Opalesque Industry Update – Total assets under management (AUM) for global hedge funds at the end of 2021 stood at $2,449.1 billion, driven by both performance-based growth and asset allocations investors of $125.0 billion and $75.6 billion respectively.
European and North American hedge funds saw the largest year-over-year increase in assets under management among their regional counterparts. European hedge funds’ total assets under management increased by US$44.5 billion to US$507.9 billion, while North American hedge funds’ total assets under management increased by US$139.5 billion. billion US dollars to reach 1663.5 billion US dollars in 2021.
Meanwhile, hedge fund managers started the year in the red with losses of -1.23%, outperforming the underlying equity market represented by the MSCI ACWI (Local) which returned -4 .91% over the month. In terms of 2021 performance, global hedge funds returned 9.35%, recording their second best performance since 2010.

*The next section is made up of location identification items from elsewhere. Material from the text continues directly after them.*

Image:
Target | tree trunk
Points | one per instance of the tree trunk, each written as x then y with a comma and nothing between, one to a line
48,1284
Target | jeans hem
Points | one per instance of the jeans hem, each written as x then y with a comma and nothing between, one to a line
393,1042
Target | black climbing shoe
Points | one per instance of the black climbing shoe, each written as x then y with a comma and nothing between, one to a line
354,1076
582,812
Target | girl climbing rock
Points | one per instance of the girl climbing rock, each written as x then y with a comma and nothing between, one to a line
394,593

On an asset-weighted basis, hedge funds were down -0.75% in January, as measured by the Eurekahedge Asset Weighted – USD Index. The ability of large hedge funds to allocate their assets under management flexibly to manage volatility helped them outperform their smaller counterparts during the month. Billion-dollar hedge funds, as represented by the Eurekahedge Billion Dollar Hedge Fund Index, were down -0.14%, while medium hedge funds, as represented by the Eurekahedge Medium Hedge Fund Index, recorded gains. relatively larger losses of -0.96%.
The Eurekahedge North American Hedge Fund Index fell -2.02% in January, outperforming the three major US indices with the NASDAQ, S&P 500 and DJIA posting -8.98%, -5.26% and – respectively. 3.32% loss over the month. In terms of 2021 performance, North American hedge funds gained 14.02%, recording their second straight year of double-digit performance.
Pan-Asian hedge funds also suffered losses in January, with the Eurekahedge Asia ex-Japan Hedge Fund Index and the Eurekahedge Japan Hedge Fund Index posting -3.39% and -2.46% losses respectively. In terms of 2021 performance, the two Asian mandates posted 6.79% and 8.60% return, respectively, as slowing growth in China in addition to the Federal Reserve’s hawkish stance contributed to stock market weakness. wider in the region.
Eurekahedge CTA/Managed Futures Hedge Fund Index up 0.87% in January
The Eurekahedge CTA/Managed Futures Hedge Fund Index gained 0.87% in January, outperforming its strategic peers during the month. In terms of asset flows, CTA/Managed Futures funds saw an increase in assets under management of US$26.5 billion in 2021, of which US$19.3 billion came from net flows. Investors are increasingly optimistic about investing in CTA/managed futures funds driven by rising energy prices.
The CBOE Eurekahedge Long Volatility Hedge Fund Index rose 2.04% in January, supported by rising market volatility, with the CBOE VIX hitting 24.83 at the end of January. Among their Volatility Index peers, only long volatility hedge funds generated a positive return, with their short volatility, relative value and extreme risk peers declining -0.03%, -0.91% and -0.91% respectively. -1.76%.
Cryptocurrency-focused fund managers fell -19.31% in January – recording their biggest losses since November 2018, as shown by the Eurekahedge Crypto-Currency Hedge Fund Index. Bitcoin prices fell to $37,000 from their all-time high of $68,000 recorded in November 2021. In January, the leading cryptocurrency Bitcoin fell -19.52%, while the second leading crypto- currency represented by Ethereum was down -29.81%.